A Front-Row Seat to History’s Rollercoaster

As a boy, Carlos remembers the hushed, crackling voices on the radio announcing the invasion of Poland in 1939. “We didn’t understand war then,” he says, his voice still firm despite his age. “But we learned. We learned fear.” As a young man, he was a conscript in the final years of World War II, though he never saw direct combat. He recalls the chilling, muted silence that fell over the world when news of the Hiroshima and Nagasaki bombings reached his village—a silence that signaled the dawn of the atomic age.

The years that followed were a procession of anxiety and awe. He lived through the frozen tensions of the Korean War, the suffocating paranoia of the Cold War, and the daily threat of nuclear annihilation. Yet, on July 20, 1969, he sat glued to a black-and-white television, tears streaming down his face as Neil Armstrong took that “one small step.” “If we can walk on the moon,” he told his young children that night, “we can do anything.”
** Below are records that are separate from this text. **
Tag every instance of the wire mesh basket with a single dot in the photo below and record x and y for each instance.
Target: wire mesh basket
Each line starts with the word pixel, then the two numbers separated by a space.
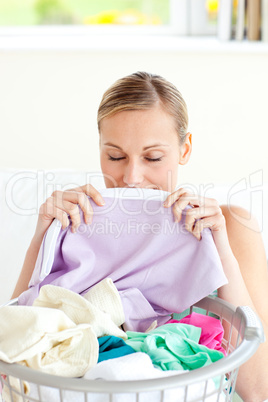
pixel 243 333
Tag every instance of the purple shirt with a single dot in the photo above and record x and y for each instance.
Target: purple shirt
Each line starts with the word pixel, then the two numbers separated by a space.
pixel 157 266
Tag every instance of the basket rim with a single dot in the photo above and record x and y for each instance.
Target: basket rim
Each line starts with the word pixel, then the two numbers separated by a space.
pixel 242 353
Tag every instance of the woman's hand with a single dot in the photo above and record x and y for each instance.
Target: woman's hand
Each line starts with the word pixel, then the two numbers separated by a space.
pixel 63 203
pixel 205 213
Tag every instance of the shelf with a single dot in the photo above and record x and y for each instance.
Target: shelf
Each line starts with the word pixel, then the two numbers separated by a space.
pixel 131 40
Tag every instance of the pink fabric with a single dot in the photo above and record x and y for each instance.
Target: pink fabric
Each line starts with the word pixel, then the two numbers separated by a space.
pixel 211 330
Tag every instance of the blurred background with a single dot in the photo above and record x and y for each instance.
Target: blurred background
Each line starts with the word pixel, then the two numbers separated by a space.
pixel 57 57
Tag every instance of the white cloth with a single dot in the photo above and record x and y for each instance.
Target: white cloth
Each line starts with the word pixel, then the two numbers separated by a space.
pixel 81 310
pixel 137 366
pixel 58 335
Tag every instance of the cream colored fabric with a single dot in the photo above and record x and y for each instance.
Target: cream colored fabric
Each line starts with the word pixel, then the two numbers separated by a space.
pixel 105 296
pixel 46 339
pixel 80 310
pixel 58 335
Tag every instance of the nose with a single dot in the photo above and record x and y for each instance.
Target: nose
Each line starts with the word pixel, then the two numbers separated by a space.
pixel 133 174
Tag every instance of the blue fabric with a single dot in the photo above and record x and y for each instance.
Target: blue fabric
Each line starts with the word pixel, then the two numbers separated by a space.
pixel 111 347
pixel 174 347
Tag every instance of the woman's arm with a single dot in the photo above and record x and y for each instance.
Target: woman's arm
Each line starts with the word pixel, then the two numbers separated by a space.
pixel 60 205
pixel 243 259
pixel 248 249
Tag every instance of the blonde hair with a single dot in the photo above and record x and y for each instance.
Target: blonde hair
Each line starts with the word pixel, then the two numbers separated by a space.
pixel 141 91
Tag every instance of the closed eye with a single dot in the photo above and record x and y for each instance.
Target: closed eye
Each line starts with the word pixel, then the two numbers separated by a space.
pixel 153 160
pixel 111 158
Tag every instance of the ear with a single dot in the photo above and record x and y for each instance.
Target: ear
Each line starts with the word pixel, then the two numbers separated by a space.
pixel 186 150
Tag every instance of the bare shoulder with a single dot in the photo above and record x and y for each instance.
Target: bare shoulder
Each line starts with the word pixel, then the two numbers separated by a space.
pixel 240 221
pixel 244 236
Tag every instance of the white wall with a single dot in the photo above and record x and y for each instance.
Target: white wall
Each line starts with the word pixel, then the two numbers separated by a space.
pixel 49 101
pixel 48 108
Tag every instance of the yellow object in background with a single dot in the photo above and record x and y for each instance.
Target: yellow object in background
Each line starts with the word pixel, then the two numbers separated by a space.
pixel 127 17
pixel 212 5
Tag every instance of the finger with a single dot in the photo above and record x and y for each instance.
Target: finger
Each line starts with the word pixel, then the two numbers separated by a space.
pixel 209 222
pixel 171 198
pixel 88 189
pixel 182 202
pixel 68 199
pixel 56 213
pixel 194 214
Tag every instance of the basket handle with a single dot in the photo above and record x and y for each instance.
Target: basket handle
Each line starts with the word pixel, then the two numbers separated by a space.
pixel 253 328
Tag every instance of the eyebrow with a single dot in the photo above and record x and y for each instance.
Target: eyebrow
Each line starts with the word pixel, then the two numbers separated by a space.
pixel 144 149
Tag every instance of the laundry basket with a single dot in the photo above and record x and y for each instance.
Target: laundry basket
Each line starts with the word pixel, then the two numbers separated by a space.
pixel 243 334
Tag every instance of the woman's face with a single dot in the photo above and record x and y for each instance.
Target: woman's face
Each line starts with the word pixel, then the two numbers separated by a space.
pixel 140 148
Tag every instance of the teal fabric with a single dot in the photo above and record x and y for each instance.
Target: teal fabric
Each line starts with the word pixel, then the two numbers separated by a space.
pixel 174 347
pixel 111 347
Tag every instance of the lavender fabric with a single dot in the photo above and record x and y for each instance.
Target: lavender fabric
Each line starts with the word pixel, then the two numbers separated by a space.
pixel 157 266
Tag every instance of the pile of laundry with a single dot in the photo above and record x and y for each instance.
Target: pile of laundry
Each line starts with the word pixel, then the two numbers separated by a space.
pixel 70 335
He weathered the tragedy of 9/11 from his new home in Buenos Aires, watching the towers fall on a small screen, feeling the world shift once again. He saw the launch of the first iPhone in 2007, a device he initially dismissed as “a gadget for the young,” only to now use one daily to watch football highlights. And he has watched, with a mix of wonder and wariness, the rise of artificial intelligence—the newest chapter in a story he has followed from the beginning.
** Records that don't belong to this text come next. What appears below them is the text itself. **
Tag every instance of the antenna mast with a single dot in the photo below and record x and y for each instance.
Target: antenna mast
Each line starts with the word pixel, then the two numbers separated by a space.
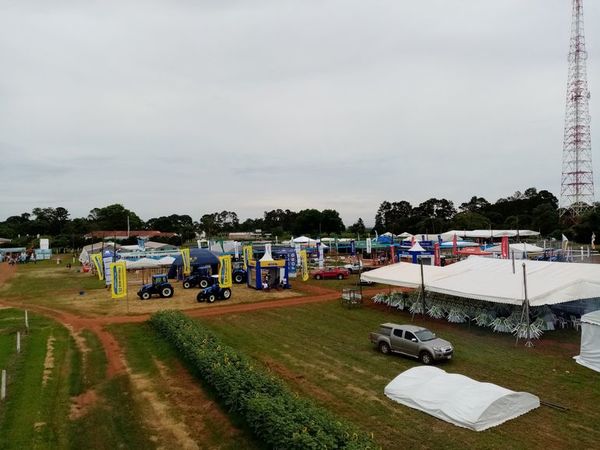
pixel 577 185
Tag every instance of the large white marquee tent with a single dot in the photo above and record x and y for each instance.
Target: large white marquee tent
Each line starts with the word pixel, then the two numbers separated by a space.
pixel 493 280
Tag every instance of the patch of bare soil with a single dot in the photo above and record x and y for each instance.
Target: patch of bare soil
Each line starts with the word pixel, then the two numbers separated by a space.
pixel 49 360
pixel 198 409
pixel 159 415
pixel 299 380
pixel 81 404
pixel 6 272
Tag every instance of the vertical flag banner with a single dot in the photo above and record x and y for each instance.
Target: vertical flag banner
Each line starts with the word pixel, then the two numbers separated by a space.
pixel 185 260
pixel 118 272
pixel 225 272
pixel 504 247
pixel 304 260
pixel 321 255
pixel 436 254
pixel 298 249
pixel 97 260
pixel 247 255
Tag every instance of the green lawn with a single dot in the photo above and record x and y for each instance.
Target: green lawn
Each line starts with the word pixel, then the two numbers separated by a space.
pixel 153 360
pixel 323 351
pixel 37 413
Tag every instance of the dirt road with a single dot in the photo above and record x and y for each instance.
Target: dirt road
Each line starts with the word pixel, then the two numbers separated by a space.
pixel 114 353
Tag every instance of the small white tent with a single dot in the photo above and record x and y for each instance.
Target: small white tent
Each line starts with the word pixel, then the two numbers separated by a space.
pixel 458 399
pixel 589 355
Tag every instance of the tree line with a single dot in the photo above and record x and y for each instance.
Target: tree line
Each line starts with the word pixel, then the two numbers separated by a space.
pixel 531 209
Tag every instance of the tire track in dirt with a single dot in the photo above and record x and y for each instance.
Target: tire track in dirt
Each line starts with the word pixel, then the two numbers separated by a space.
pixel 112 349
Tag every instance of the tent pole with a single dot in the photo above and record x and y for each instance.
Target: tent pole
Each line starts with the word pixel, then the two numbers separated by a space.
pixel 528 343
pixel 513 258
pixel 422 287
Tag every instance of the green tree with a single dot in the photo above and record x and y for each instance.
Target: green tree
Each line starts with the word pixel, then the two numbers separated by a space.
pixel 114 217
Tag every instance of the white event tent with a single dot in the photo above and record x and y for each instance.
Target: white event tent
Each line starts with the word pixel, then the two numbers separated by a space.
pixel 458 399
pixel 487 234
pixel 493 280
pixel 589 355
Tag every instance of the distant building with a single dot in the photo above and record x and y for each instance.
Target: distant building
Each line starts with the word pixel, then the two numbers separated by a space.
pixel 120 235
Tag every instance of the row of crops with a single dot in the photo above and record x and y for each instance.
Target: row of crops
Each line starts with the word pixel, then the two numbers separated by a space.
pixel 277 417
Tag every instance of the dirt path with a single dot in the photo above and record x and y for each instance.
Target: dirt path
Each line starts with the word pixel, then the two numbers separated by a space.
pixel 112 349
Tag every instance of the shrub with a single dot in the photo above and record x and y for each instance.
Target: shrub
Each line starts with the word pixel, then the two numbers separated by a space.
pixel 278 417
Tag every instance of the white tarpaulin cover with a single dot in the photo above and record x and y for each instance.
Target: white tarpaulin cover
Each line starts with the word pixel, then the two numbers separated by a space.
pixel 458 399
pixel 493 280
pixel 589 355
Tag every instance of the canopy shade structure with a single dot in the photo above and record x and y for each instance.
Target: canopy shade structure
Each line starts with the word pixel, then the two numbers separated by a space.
pixel 486 234
pixel 521 247
pixel 589 355
pixel 458 399
pixel 493 280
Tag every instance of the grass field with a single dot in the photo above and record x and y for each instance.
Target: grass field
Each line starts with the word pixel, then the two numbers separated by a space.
pixel 187 414
pixel 48 379
pixel 320 350
pixel 323 351
pixel 54 286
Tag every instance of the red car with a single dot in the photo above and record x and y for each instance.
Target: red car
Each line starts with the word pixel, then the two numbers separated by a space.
pixel 330 272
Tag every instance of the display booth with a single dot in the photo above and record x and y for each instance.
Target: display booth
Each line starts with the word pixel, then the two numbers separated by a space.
pixel 267 273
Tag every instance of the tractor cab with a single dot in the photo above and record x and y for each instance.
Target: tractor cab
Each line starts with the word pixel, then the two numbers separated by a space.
pixel 159 279
pixel 160 286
The Beautiful Game: A Lifeline of Joy

Through every geopolitical earthquake, one constant remained: fútbol. It was the thread that stitched together the fabric of his life. Carlos played on dirt pitches as a boy, using bundled-up rags for a ball. He idolized the greats of the 1950s, but nothing could prepare him for the summer of 1986.

“I was 60 years old,” Carlos recalls, his eyes lighting up. “And I watched Diego Maradona—that little genius—conquer Mexico. The ‘Hand of God’? I didn’t care. The second goal, the one against England—that was art. That was our revenge for the Malvinas, our joy, our identity. I cried like a baby.”

He thought that was the pinnacle. He believed he would never see Argentina lift the World Cup again in his lifetime. For 36 long, agonizing years, the nation waited. Carlos’s hair turned white, his steps slowed, and his grandchildren grew into adults. He watched Messi—another celestial talent from Rosario, his own hometown—carry the weight of a nation on his shoulders, only to fall short time and again.

The Final Dream Realized

Then came December 18, 2022, in Lusail, Qatar. Carlos, now wheelchair-bound and wearing his beloved No. 10 jersey, gathered his entire family—four children, eleven grandchildren, and six great-grandchildren—around the television.

“I told them, ‘This is it. This is the last dance. For Messi, and for me,’” he says.

When Gonzalo Montiel’s penalty kick hit the back of the net in that epic shootout against France, the room erupted. But Carlos sat still for a moment, his hands trembling. Then, the tears came—not of sadness, but of profound, overwhelming release. He had lived through a century of global change, through war and peace, through the moon landing and the smartphone. He had borne witness to the birth of the nuclear age and the dawn of AI. And yet, the greatest moment of his 100 years was watching his fellow Rosarino lift that golden trophy.

“Diego gave us glory in ’86,” Carlos says, wiping a tear. “But Leo? Leo gave us redemption. He gave me one final dream before I go. To see my idol conquer the world—after everything I’ve seen, the good and the terrible—that is the true beauty of life. That is why we endure.”

As Carlos Mendez prepares to celebrate his 101st birthday, he remains a living archive of our shared history. But in his heart, the calendar is marked not by wars or inventions, but by two dates: 1986 and 2022.

“The world changed a thousand times,” he smiles. “But fútbol? Fútbol stayed beautiful. And for one night, so did everything else.”